No es esta la única conclusión que se extra del libro «Entre selfies y Whatsapps», elaborado por profesores de la universidad vasca y miembros del equipo de EU kids Online, que también alerta de que el 14% de los jóvenes que ha realizado alguna vez «sexting» se ha sentido un poco o muy disgustado. Un sentimiento que, según ha explicado en Madrid su editora, Maite Garmendia, aflora sobre todo entre las mujeres. Por el contrario, los chicos de entre 18 y 25 años suelen pedir más fotografías de esta naturaleza, e incluso llegan a «presionar» a sus interlocutoras para hacerse con ellas.

Todavía más preocupante es el hecho de que algunos jóvenes reenvíen a sus amigos las imágenes íntimas: «Esto explica por qué las chicas mandan fotos sugerentes pero sin llegar a exponerse del todo –ha puntualizado la investigadora–. Sin embargo, los hombres tienden a enviar imágenes más explícitas y comprometidas, incluso de sus genitales».

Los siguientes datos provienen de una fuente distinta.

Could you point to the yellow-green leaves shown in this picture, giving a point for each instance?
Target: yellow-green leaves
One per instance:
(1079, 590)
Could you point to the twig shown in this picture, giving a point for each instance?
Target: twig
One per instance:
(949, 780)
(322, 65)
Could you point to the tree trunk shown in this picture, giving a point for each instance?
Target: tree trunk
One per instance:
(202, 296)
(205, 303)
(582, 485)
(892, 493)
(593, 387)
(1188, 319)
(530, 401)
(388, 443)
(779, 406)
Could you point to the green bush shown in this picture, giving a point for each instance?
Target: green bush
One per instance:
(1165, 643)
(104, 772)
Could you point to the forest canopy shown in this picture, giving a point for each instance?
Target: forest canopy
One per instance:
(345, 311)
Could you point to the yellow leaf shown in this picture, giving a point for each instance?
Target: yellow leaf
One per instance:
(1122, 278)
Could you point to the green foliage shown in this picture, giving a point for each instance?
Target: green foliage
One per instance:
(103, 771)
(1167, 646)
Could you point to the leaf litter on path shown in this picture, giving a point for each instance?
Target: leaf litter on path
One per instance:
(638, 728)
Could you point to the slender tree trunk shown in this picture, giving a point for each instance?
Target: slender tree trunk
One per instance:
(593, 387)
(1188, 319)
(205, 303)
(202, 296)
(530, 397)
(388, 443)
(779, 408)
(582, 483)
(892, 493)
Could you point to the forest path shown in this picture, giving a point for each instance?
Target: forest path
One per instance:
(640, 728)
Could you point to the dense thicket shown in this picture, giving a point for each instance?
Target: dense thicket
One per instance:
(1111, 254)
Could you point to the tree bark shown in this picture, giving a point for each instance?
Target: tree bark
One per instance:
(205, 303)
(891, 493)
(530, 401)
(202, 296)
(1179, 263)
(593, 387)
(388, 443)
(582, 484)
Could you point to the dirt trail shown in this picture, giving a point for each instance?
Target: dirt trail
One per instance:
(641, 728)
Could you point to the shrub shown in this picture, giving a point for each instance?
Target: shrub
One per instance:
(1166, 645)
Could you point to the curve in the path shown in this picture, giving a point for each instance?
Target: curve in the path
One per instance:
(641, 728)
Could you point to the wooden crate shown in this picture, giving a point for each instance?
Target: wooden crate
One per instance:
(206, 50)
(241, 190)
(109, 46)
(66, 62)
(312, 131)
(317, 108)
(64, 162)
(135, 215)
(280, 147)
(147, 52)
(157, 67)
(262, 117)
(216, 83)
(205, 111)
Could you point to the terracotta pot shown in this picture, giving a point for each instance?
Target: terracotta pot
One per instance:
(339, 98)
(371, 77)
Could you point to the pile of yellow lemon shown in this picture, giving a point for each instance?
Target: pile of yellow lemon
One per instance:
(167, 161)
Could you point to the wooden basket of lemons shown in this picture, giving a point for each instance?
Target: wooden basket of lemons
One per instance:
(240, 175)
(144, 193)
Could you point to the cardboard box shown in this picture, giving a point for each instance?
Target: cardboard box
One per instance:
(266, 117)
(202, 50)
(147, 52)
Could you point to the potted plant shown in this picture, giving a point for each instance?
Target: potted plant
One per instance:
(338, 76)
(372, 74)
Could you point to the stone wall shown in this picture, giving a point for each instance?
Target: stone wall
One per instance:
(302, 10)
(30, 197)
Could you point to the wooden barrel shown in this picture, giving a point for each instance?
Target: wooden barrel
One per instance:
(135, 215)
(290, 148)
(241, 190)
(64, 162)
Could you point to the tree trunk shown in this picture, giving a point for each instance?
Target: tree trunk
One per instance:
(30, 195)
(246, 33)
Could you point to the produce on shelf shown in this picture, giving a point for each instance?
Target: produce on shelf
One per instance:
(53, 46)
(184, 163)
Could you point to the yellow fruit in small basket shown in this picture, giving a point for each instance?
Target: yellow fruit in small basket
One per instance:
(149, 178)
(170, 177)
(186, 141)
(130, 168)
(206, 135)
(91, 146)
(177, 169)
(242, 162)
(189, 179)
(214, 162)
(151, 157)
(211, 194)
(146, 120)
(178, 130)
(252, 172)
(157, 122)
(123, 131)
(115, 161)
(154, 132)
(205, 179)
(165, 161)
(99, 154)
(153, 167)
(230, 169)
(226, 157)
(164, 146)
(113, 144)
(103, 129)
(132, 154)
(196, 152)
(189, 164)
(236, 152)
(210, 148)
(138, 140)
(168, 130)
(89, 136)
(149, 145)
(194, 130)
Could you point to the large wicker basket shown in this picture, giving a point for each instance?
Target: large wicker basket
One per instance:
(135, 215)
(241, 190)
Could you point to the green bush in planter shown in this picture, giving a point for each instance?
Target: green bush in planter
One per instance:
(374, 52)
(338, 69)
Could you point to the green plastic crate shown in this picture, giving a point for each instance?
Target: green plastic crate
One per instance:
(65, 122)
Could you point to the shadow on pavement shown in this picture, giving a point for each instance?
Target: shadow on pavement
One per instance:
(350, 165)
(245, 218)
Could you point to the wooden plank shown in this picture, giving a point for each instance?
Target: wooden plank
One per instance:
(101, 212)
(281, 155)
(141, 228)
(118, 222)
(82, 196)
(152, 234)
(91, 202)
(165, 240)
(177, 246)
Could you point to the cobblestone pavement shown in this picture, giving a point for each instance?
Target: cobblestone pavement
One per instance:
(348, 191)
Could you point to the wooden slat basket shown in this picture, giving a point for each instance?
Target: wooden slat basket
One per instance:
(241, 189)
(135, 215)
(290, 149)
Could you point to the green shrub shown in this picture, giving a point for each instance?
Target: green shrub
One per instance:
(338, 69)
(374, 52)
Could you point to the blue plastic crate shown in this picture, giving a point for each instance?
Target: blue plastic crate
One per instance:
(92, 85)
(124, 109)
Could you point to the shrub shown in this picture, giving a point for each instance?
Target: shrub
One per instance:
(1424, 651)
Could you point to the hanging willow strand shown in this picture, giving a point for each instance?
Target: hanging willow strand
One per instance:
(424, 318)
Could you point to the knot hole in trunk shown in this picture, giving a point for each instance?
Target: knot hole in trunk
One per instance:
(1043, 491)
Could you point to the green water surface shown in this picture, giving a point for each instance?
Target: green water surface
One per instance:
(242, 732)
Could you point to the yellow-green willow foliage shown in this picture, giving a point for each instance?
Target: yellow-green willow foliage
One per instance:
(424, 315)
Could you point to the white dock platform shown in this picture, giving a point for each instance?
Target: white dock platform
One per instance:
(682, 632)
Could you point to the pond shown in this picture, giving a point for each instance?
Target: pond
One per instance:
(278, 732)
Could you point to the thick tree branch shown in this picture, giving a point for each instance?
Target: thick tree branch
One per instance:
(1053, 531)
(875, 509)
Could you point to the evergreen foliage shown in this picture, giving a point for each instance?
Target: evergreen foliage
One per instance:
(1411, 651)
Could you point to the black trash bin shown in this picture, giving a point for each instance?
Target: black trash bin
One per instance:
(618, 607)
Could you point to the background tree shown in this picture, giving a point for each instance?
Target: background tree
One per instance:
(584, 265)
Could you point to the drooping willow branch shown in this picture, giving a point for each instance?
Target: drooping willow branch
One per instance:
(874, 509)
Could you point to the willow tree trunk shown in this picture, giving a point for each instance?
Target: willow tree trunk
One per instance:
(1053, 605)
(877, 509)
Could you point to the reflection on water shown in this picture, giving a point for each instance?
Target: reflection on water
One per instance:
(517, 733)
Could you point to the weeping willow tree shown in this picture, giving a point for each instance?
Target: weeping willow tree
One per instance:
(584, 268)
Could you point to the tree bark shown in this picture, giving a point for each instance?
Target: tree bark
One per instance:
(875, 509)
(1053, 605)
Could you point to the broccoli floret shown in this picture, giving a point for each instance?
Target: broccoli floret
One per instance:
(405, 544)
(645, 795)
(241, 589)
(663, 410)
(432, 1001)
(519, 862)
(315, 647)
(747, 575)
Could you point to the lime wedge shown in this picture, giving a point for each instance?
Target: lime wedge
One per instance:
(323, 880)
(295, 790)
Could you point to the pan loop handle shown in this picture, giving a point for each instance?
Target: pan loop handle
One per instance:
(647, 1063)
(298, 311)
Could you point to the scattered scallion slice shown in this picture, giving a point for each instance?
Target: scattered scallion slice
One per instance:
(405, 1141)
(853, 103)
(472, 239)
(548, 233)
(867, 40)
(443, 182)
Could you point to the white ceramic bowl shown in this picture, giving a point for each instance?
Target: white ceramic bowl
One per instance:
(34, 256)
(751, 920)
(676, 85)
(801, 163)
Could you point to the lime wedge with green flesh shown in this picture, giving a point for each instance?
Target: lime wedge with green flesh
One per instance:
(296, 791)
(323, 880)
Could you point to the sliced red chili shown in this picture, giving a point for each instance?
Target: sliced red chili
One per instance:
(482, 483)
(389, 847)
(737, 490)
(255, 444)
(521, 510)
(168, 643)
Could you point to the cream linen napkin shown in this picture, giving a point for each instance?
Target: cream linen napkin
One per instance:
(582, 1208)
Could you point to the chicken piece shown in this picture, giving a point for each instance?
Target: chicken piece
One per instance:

Primer móvil a los ocho años

«Entre selfies y Whatsapps» pone de relieve que los niños obtienen su primer móvil a la edad de ocho años, tres menos que hace seis años. Si bien la investigadora vasca ha matizado que en la actualidad existe una mayor mediación de los padres en el uso de este tipo de dispositivos, ha añadido que en algunos casos se encuentran «en una encrucijada entre controlar lo que hacen y respetar su intimidad».

En este sentido, ha destacado que el inicio temprano de los menores en el mundo de la telefonía móvil no tiene por qué ser negativo, pues supone una oportunidad para generar hábitos de supervisión con normas y aprendizaje desde edades tempranas: «Es mucho más complicado intervenir en el uso que un adolescente hace de su “smartphone”», ha subrayado.

La importancia de la supervisión

Por otro lado, los especialistas vascos advierten de que los casos de «bullyng» se han incrementado 16 puntos durante los últimos seis años. En concreto, el 31% de los adolescentes denuncia haber sido maltratado o acosado a través de la Red, lo cual afecta en menor medida a aquellos que gozan de una «mejor supervisión y acompañamiento» de los padres a la hora de conectarse. En este sentido, Garmendia ha destacado que la clave para mejorar la seguridad en internet «está en la educación desde las familias hasta la escuela».

Otro de los riesgos al que se enfrentan los menores es al contacto «cara a cara» con desconocidos, algo que le ha ocurrido al 11% de los encuestados. Sin embargo, Garmendia ha hecho hincapié en que rara vez ha resultado ser una situación «peligrosa» para los jóvenes.